Figure 11. The Monitor Statistics tab of the Thread Analysis view
In Figure 11, the Thread Statistics table contains a list of threads in the profiled application, along with various statistics of the thread from the first tab. Select one of the threads in the Thread Statistics table to display the associated monitors referenced by that Thread, including various statistics for those monitors. You can then select the monitor to open up information about its class, including block and wait statistics for callers of the monitor, as well as timing and object information. This allows the identification of the particular objects that are in contention, by whom, and how often.
In the Threads Visualizer tab shown in Figure 12, each of the seven thread states is denoted by bars of varying backgrounds and line patterns. Threads are sorted by thread group and thread name. The x-axis of the graph represents time, the range of which can be adjusted using the zoom-in and zoom-out icons.
Each row of the table contains a bar representing thread execution. Inside each bar is a continuous list of events, which represent changes in the thread state. You can double-click an event to display its call stack in the Call Stack view, and you can move from event to event using the Select Next Event and Select Previous Event buttons in the top right-hand corner of the Threads Visualizer tab.
In the graph, Waiting and Blocked states are denoted by dotted lines, and Deadlocked and Stopped states are denoted by a solid line. Of most importance to the application developers looking to identify performance issues are Deadlocked (red), Waiting (orange), and Blocked (yellow).
One important UI note: Perhaps contrary to what might be expected behavior, when a thread has terminated it will continue to maintain a dark grey representation on the chart (rather than disappearing from the chart entirely).
Figure 12. The Threads Visualizer represents the thread status of all threads in a graph, plotted against the application timeline
The buttons on the thread analysis toolbar are used to move or change focus to or from particular threads. From left to right, as shown in Figure 13, the buttons are: Legend, Show Call Stack, Reset Timescale, Zoom In/Out, Select Next/Previous Event, Select Next/Previous Thread, Group Threads, Filter Threads, and Visualize Thread Interactions. Most of these are self-explanatory: for example, the Next/Previous Thread button changes the currently selected thread, and the Select Next/Previous Event button moves the event cursor to the next or previous event of the currently selected thread. Additionally, you can group and filter threads as required.

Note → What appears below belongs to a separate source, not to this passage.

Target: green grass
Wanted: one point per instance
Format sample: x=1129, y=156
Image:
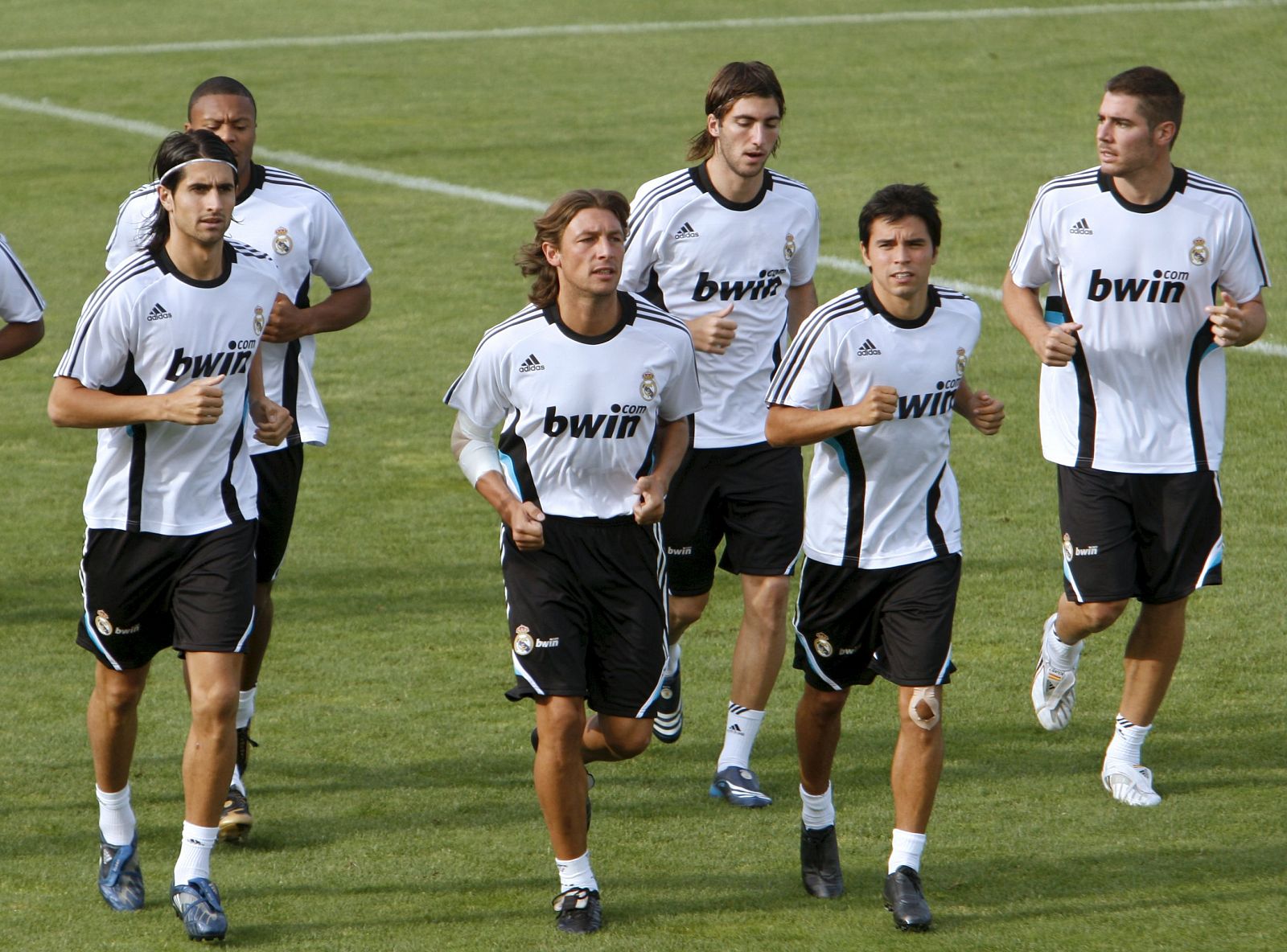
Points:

Figure 13. Interact with the Threads Visualizer graph using the buttons at the top of the view
When you use the Rational Application Developer thread profiling functionality, you should take into account a number of considerations:
- For threads that are on a wake-sleep cycle, how long does it take to complete the wake phase of the cycle, and how long does the thread sleep?
- For threads that are dependent on external resources becoming available, how long are they blocked waiting for a resource to become available?

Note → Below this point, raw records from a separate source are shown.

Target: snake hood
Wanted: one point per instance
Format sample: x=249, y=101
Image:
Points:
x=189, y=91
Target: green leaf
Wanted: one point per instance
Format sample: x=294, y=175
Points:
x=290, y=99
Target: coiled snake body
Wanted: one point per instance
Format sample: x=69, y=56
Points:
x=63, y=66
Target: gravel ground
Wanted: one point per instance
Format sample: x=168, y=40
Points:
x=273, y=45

- In input-processing-output oriented applications, such as a Web application, how long do the various threads take to respond to user input, process the data, and produce the corresponding output?

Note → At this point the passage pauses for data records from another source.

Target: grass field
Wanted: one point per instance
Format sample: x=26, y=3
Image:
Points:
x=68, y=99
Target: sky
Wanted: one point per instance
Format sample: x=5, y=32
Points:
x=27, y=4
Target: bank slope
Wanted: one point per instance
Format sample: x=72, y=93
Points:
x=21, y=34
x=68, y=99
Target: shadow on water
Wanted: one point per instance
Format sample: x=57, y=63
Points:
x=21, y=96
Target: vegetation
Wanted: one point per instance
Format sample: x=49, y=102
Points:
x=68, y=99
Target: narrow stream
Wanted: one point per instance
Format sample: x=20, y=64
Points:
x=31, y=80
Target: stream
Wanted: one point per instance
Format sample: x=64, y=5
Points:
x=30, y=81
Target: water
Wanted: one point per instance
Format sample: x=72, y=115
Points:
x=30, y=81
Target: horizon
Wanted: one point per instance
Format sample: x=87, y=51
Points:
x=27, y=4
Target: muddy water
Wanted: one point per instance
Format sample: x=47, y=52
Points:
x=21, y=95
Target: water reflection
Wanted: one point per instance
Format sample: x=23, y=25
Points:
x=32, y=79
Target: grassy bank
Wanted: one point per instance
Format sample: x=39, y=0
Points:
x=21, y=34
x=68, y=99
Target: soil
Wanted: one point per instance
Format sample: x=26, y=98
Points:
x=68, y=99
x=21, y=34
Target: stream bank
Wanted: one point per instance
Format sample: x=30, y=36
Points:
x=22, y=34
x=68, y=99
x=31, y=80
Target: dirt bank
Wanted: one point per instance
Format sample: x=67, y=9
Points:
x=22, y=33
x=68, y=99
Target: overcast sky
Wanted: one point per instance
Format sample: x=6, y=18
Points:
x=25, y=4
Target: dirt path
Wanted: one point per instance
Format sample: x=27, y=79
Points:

- Some threads periodically wake to check a condition or perform a function, then return to sleep. Thread analysis allows you to observe these relationships using the Threads Visualizer.
- You can use the profiling functionality to monitor producer-consumer and reader-writer relationships.
In aggregate, the thread profiling functionality provides a variety of views to analyze application thread performance and behavior. These views allow you to gather information and analyze various aspects of program execution, in order to gain insight into potential bottlenecks or failure conditions.